Cass., sez. lav., 13 ottobre 2022, n. 29967 - Pres. Mancino - Rel. Buffa - P.M. (Conf.) Visonà - Inps contro A.C.
In tema di trattamenti pensionistici, l’esclusione dal calcolo della pensione dei periodi di retribuzione ridotta non necessari ai fini del perfezionamento dell’anzianità contributiva minima, ai sensi dell’art. 3, comma 8, legge n. 297/1982, è finalizzata ad evitare un depauperamento della prestazione previdenziale causato dallo svolgimento di un’attività lavorativa meno retribuita nell’ultimo quinquennio di lavoro;
ne consegue che il principio di “neutralizzazione” può operare solo all’interno del periodo indicato dalla norma, e non anche in relazione a periodi diversi, restando inapplicabile al montante contributivo minore che non si riferisca al periodo finale del rapporto contributivo previdenziale e sia inoltre relativo a periodi precedenti l’ultimo quinquennio di contribuzione,
Il rimedio, elaborato dalla giurisprudenza della Corte costituzionale, della c.d. “neutralizzazione” dei periodi a retribuzione ridotta - il quale ha la finalità di evitare un decremento della prestazione previdenziale in un assetto legislativo non più attuale e incentrato sulla valorizzazione del maggior livello retributivo tendenzialmente raggiunto negli ultimi anni di lavoro - può trovare applicazione solo nei limiti in cui la pensione sia ancora in tutto o in parte liquidata con il sistema c.d. “retributivo”.

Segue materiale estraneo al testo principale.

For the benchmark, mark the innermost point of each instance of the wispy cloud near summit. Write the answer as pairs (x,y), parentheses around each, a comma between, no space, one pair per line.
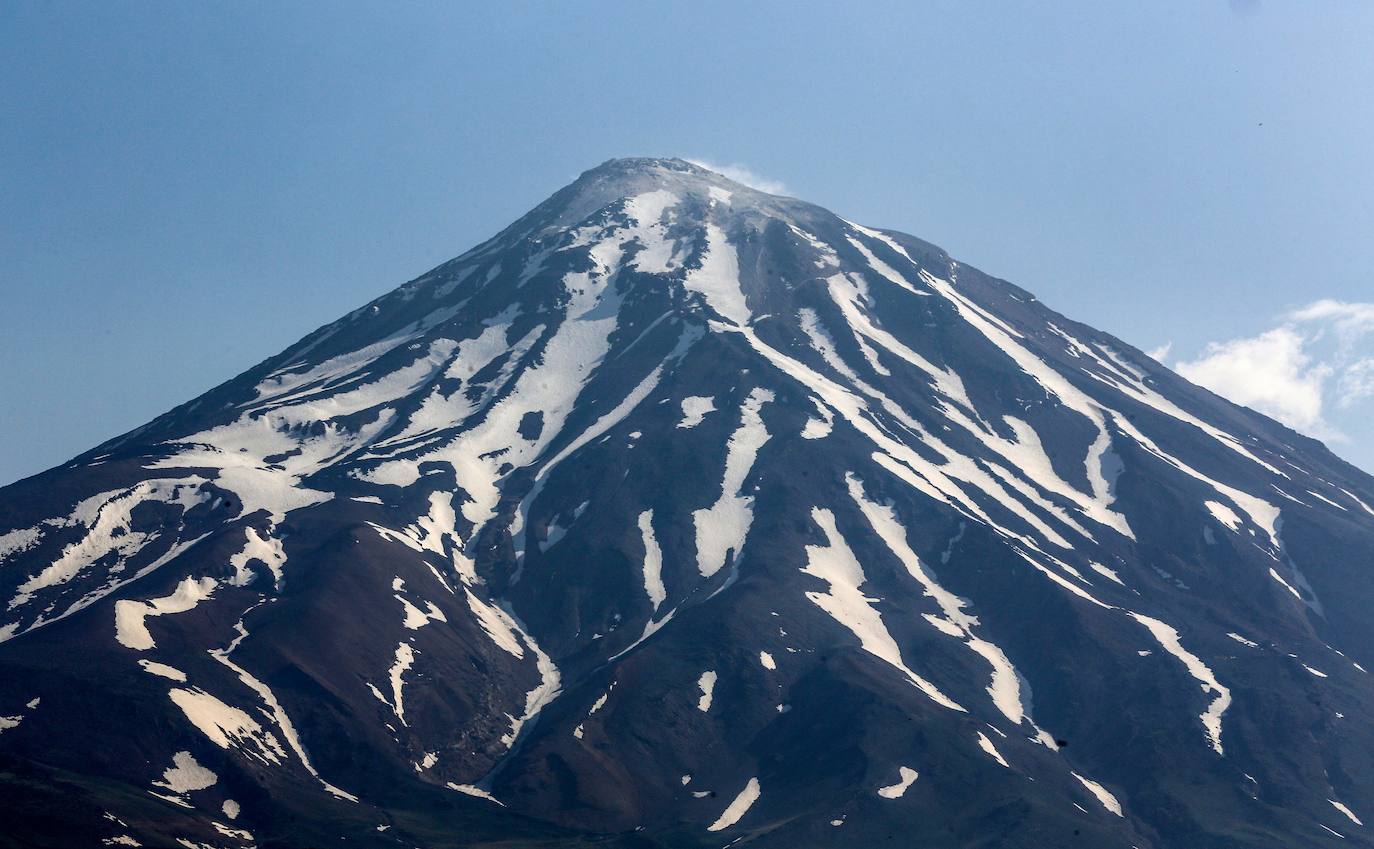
(742,173)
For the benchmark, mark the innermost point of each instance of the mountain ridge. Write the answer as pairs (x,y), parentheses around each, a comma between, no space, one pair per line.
(678,514)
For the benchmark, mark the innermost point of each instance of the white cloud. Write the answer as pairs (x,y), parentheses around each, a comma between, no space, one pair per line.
(1268,372)
(1356,382)
(1349,319)
(1160,353)
(742,173)
(1310,370)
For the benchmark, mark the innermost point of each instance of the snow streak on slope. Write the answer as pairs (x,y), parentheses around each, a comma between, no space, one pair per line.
(1005,687)
(895,791)
(1168,639)
(738,808)
(845,602)
(723,526)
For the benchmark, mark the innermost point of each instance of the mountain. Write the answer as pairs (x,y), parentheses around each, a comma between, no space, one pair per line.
(679,514)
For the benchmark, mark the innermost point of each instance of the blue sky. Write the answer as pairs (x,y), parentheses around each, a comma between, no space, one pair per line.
(187,188)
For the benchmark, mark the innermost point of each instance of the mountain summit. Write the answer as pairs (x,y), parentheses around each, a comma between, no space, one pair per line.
(679,514)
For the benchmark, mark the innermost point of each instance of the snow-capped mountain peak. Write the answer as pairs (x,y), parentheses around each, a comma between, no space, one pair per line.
(679,513)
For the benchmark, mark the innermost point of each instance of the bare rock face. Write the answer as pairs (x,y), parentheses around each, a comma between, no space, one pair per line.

Confermando la decisione di primo grado, la Corte d’Appello condannava l’Inps al pagamento in favore dell’assicurato della pensione di vecchiaia ricalcolato mediante la neutralizzazione della contribuzione versata per il periodo di lavoro svolto all’estero in quanto meno favorevole rispetto alla contribuzione versata dapprima nella Gestione lavoratori dipendenti e in seguito presso la Gestione commercianti.
Il Giudice d’Appello accoglieva la domanda del lavoratore benché il periodo da neutralizzare non ricadesse nell’ultimo quinquennio, ritenendo che detto periodo mai avrebbe potuto andare in danno del lavoratore in applicazione dei principi sanciti dal Giudice costituzionale nelle pronunce Corte cost. n. 307/1989 e Corte cost. n. 428/1992.
Avverso tale decisione l’Inps ricorreva in Cassazione, mentre il lavoratore resisteva con controricorso.
La questione sottoposta al vaglio dei Giudici di legittimità riguarda l’applicazione del meccanismo della c.d. “neutralizzazione” rispetto ad un periodo contributivo derivante da riscatto di lavoro all’estero il cui calcolo avrebbe comportato la liquidazione di un trattamento pensionistico inferiore rispetto a quello derivante dalla sua esclusione a causa del minore importo della retribuzione relativa al suddetto periodo rispetto a quella del periodo precedente.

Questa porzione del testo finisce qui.